The usage of refineThrow means that we use the machinery already defined in the refined library to automatically check that our data is within the given ranges...no need for manual range checking!

Now we can load a single key:val token into a passport that is empty (all fields are Const Nothing) except for the value at the seen key

-- | Load a single "key:val" token into a passport
loadPassportField :: String -> Passport (Const (Maybe String))
loadPassportField str = case splitOn ":" str of
    [k,v] -> case k of
      "byr" -> mempty { pByr = Const (Just v) }
      "iyr" -> mempty { pIyr = Const (Just v) }
      "eyr" -> mempty { pEyr = Const (Just v) }
      "hgt" -> mempty { pHgt = Const (Just v) }
      "hcl" -> mempty { pHcl = Const (Just v) }
      "ecl" -> mempty { pEcl = Const (Just v) }
      "pid" -> mempty { pPid = Const (Just v) }
      _     -> mempty
    _     -> mempty
ghci> loadPassportField "eyr:1234"
Passport
  { pByr = Const Nothing
  , pIyr = Const Nothing
  , pEyr = Const (Just "1234")
  , pHgt = Const Nothing
  , pHcl = Const Nothing
  , pEcl = Const Nothing
  , pPid = Const Nothing
  }

Now we can parse a field in its entirety by using bzipWith (from barbies), to "zip together" a Passport Parser and Passport (Const (Maybe String)) with a given function that tells how to merge the values in any two fields.

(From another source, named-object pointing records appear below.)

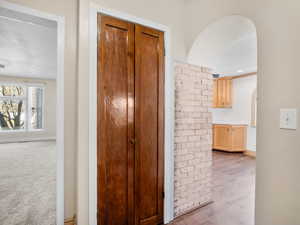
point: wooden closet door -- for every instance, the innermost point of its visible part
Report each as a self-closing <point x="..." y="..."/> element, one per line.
<point x="149" y="124"/>
<point x="115" y="121"/>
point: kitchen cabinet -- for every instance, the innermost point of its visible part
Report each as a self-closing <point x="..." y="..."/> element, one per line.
<point x="231" y="138"/>
<point x="222" y="93"/>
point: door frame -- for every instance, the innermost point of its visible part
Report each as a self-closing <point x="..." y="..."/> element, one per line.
<point x="59" y="99"/>
<point x="169" y="110"/>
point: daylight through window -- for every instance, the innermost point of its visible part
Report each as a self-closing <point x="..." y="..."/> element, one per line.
<point x="21" y="107"/>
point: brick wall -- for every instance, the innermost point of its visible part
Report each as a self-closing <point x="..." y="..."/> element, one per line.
<point x="193" y="137"/>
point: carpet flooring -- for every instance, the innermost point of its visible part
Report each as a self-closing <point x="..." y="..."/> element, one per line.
<point x="28" y="183"/>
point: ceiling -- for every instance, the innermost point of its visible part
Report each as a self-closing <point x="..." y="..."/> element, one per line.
<point x="228" y="46"/>
<point x="28" y="46"/>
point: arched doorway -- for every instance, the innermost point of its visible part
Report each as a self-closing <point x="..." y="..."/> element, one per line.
<point x="229" y="47"/>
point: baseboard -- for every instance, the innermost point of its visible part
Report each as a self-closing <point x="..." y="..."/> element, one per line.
<point x="20" y="140"/>
<point x="71" y="221"/>
<point x="250" y="153"/>
<point x="182" y="215"/>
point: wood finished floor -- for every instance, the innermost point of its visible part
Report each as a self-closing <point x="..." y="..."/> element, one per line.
<point x="233" y="193"/>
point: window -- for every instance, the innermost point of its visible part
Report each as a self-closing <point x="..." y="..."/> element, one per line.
<point x="21" y="107"/>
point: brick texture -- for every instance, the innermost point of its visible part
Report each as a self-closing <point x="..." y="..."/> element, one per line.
<point x="193" y="137"/>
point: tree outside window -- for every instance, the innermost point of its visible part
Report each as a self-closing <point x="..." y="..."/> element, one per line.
<point x="21" y="107"/>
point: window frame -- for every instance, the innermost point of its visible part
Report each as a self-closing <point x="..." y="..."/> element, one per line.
<point x="27" y="100"/>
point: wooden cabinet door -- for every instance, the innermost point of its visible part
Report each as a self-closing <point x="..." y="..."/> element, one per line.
<point x="239" y="138"/>
<point x="215" y="93"/>
<point x="222" y="137"/>
<point x="228" y="93"/>
<point x="149" y="117"/>
<point x="115" y="122"/>
<point x="222" y="93"/>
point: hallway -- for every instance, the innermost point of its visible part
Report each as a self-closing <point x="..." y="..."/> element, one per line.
<point x="233" y="193"/>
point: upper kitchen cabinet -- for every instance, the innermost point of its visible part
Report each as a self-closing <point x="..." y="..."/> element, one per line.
<point x="222" y="93"/>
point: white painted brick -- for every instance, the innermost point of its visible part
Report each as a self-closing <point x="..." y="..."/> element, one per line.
<point x="193" y="137"/>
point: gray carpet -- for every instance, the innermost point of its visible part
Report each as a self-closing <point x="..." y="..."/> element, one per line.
<point x="28" y="183"/>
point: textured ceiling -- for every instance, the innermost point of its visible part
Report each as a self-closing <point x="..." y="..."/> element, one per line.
<point x="228" y="46"/>
<point x="27" y="46"/>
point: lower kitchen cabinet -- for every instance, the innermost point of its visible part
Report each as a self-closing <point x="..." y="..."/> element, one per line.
<point x="231" y="138"/>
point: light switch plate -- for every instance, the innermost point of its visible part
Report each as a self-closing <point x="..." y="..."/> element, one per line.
<point x="288" y="119"/>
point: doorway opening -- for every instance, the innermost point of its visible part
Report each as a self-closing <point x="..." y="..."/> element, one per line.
<point x="229" y="48"/>
<point x="31" y="116"/>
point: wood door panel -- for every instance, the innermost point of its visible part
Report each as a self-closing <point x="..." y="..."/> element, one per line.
<point x="115" y="122"/>
<point x="149" y="125"/>
<point x="130" y="123"/>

parsePassportField :: String -> Passport Maybe
parsePassportField = bzipWith go passportParser . loadPassportField
  where
    go p (Const x) = runParser p =<< x

In the above, go is run between each matching field in the Passport Parser and the Passport (Const (Maybe String)), and the overall effect is that each string is run with the appropriate parser for its field.

ghci> parsePassportField "eyr:2025"
Passport
  { pByr = Nothing
  , pIyr = Nothing
  , pEyr = Just (refined 2025)
  , pHgt = Nothing
  , pHcl = Nothing
  , pEcl = Nothing
  , pPid = Nothing
  }
ghci> parsePassportField "eyr:2050"
Passport
  { pByr = Nothing
  , pIyr = Nothing
  , pEyr = Nothing
  , pHgt = Nothing
  , pHcl = Nothing
  , pEcl = Nothing
  , pPid = Nothing
  }

And the way the Monoid instance works, we can just combine two Passport Maybes with <>:

ghci> parsePassportField "eyr:2025" <> parsePassportField "ecl:brn"
Passport
  { pByr = Nothing
  , pIyr = Nothing
  , pEyr = Just (refined 2025)
  , pHgt = Nothing
  , pHcl = Nothing
  , pEcl = Just BRN
  , pPid = Nothing
  }

Which gives us a nice function to parse a whole passport, with the help of btraverse to flip a Passport Maybe into a Maybe (Passport Identity)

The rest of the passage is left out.